Contre le pont de Mar Mikhaël

Nous n’avons toujours pas de gouvernement, nous ne savons même pas si les élections législatives auront lieu en temps voulu, mais une rumeur se confirme avec une urgence suspecte : 60 millions de dollars auraient été débloqués pour lancer les travaux d’une autoroute à livrer dans 3 ans, qui chevauchera entre autres le vieux quartier de Mar Mikhaël. Nous sommes bien loin du concept angélique du pont comme lien entre les hommes. Scindant en deux ce quartier qui tente de préserver son caractère traditionnel et ses vieilles maisons à triples arcades, cette voie rapide signera la fin d’un élan de convivialité qui fut exemplaire dès le début des années 2000. Petits restaurants savoureux tenus par de jeunes chefs frais émoulus des meilleures écoles hôtelières, galeries d’art de la nouvelle génération, ateliers de design, de couture, Mar Mikhaël était devenu la vitrine du bouillonnement créatif de la ville d’après-guerre. Barrer ce creuset fabuleux d’un nouveau tronçon routier est un crime à plus d’un titre, et d’abord contre l’un des rares exemples de continuité dans le tissu social.


Cette autoroute portera le nom de Fouad Boutros, comme s’il fallait à la municipalité de Beyrouth, pour se dédouaner d’un projet aussi traumatisant, la caution de l’une des rares figures éminemment respectées au Liban.

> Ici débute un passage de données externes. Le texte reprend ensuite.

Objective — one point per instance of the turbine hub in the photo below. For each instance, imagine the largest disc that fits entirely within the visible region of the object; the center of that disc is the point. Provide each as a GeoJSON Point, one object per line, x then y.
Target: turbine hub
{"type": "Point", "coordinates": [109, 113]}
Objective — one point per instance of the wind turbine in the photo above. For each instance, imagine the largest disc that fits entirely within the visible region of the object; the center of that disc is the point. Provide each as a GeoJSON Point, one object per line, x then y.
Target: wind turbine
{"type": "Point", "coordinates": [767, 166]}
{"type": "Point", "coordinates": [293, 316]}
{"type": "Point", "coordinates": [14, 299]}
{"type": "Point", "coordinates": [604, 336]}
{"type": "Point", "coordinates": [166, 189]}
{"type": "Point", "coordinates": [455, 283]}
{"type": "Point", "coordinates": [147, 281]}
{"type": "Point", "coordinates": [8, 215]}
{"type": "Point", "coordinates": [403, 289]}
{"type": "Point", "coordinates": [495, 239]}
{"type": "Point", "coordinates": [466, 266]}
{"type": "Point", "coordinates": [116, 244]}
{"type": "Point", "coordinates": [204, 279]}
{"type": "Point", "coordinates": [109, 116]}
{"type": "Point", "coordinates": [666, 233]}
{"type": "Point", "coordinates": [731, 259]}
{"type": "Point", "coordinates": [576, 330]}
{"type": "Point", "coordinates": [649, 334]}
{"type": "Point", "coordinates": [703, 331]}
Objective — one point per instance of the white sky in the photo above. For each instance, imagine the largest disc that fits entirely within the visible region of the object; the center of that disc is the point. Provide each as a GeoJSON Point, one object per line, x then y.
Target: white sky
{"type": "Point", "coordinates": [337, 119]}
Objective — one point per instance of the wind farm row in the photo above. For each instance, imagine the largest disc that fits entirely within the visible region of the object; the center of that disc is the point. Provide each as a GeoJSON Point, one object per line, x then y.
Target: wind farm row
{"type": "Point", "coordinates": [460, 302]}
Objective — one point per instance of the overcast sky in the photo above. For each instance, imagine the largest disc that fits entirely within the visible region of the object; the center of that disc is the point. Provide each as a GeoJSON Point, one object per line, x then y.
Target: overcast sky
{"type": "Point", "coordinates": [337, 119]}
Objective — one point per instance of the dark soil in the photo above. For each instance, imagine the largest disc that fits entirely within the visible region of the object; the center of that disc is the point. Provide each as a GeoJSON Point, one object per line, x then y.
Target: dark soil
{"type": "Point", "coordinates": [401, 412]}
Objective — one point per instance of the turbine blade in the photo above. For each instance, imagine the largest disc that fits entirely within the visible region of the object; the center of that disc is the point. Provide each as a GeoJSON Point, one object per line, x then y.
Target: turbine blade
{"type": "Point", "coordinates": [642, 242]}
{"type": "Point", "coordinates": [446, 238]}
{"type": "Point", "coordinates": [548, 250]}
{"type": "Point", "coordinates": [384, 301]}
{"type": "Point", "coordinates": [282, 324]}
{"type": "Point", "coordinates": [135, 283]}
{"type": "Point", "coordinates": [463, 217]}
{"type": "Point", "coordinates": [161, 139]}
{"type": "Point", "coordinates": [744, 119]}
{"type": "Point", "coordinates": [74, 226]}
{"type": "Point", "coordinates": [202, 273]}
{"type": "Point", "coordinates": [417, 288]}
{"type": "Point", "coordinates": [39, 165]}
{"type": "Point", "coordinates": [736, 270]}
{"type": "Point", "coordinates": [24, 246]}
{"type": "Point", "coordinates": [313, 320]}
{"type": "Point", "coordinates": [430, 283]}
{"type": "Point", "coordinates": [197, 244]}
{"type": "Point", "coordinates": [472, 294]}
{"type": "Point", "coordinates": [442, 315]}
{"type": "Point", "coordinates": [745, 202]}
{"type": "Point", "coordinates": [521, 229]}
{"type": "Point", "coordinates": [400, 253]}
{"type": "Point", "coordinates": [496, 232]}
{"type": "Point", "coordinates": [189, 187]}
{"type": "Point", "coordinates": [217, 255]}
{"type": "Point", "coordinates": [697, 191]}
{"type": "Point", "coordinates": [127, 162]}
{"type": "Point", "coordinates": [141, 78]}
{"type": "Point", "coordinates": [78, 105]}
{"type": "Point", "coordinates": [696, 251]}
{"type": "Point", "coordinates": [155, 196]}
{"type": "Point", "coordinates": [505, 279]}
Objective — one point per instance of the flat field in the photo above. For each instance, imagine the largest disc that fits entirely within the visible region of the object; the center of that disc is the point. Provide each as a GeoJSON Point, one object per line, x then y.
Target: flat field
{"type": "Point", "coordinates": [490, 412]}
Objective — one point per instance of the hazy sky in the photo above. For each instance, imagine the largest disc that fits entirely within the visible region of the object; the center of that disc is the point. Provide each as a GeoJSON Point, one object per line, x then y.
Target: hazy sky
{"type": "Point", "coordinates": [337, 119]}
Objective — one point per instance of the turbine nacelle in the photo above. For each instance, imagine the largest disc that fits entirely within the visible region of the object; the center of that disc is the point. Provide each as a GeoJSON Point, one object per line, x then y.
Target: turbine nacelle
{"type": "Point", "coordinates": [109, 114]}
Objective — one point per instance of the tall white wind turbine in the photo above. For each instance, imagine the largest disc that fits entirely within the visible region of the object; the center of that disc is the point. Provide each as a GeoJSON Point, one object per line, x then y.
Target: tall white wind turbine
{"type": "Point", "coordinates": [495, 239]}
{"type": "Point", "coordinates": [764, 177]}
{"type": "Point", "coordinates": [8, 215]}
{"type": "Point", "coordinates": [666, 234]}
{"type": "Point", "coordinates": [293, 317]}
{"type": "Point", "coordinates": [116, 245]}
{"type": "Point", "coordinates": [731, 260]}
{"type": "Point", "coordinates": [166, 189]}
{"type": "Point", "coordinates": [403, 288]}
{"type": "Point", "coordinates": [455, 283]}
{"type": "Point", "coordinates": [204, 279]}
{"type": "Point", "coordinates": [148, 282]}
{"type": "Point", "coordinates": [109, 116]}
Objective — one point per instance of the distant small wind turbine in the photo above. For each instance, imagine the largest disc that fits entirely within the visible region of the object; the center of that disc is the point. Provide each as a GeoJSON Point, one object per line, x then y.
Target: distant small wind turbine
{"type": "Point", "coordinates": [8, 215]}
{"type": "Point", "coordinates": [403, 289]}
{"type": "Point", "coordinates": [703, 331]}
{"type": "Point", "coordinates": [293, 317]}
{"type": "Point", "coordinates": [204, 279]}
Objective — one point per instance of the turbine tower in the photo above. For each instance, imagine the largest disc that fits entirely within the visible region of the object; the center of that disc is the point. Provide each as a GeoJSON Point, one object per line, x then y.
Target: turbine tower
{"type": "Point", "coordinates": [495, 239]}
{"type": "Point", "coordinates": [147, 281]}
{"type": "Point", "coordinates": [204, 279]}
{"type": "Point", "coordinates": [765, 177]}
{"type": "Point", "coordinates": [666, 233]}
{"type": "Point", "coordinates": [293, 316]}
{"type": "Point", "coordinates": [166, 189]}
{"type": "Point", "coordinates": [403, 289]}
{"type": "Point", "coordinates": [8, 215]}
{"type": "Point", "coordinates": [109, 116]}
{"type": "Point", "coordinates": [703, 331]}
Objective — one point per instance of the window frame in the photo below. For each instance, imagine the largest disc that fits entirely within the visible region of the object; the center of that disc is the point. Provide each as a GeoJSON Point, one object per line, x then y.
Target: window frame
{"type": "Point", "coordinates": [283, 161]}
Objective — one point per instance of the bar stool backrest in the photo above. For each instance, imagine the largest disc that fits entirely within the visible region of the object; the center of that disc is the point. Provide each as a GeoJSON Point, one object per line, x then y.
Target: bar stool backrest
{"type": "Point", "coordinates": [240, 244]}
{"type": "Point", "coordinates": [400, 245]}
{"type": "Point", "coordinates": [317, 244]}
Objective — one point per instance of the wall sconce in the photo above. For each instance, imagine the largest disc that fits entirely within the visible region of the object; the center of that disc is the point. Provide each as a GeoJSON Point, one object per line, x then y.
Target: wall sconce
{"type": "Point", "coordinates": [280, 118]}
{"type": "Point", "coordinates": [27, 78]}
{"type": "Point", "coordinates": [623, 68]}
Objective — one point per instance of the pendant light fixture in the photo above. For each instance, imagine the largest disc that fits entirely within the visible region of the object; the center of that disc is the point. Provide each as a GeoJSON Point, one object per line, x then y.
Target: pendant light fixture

Par ailleurs, l’autre argument fallacieux est que cette nouvelle voie routière a été tracée par l’architecte et urbaniste Michel Écochard entre les années 50 et 60 du siècle dernier (pourquoi a-t-on attendu tout ce temps pour la lancer ?). La réponse à ce propos est venue d’un autre grand architecte, cette fois de notre époque, Hashim Sarkis, professeur à Harvard où il est titulaire de la chaire Agha Khan. Sarkis a diffusé une lettre dans laquelle il imagine la réponse d’Écochard à cette initiative malheureuse. Il y écrit en substance qu’Écochard appartient à une génération qui considérait l’urbanisme comme une science exacte. Forts de calculs, de statistiques, de mesures météorologiques et de prévisions démographiques, les Écochard et leurs pairs érigeaient des plans et traçaient des villes sur papier calque. Eux qui avaient assisté aux destructions majeures engendrées par deux grandes guerres n’avaient aucun scrupule à se baser sur des tables rases pour édifier les cités modernes. L’époque en rêvait. Il s’agissait de dessiner un futur virginal en tournant radicalement le dos à un passé inique.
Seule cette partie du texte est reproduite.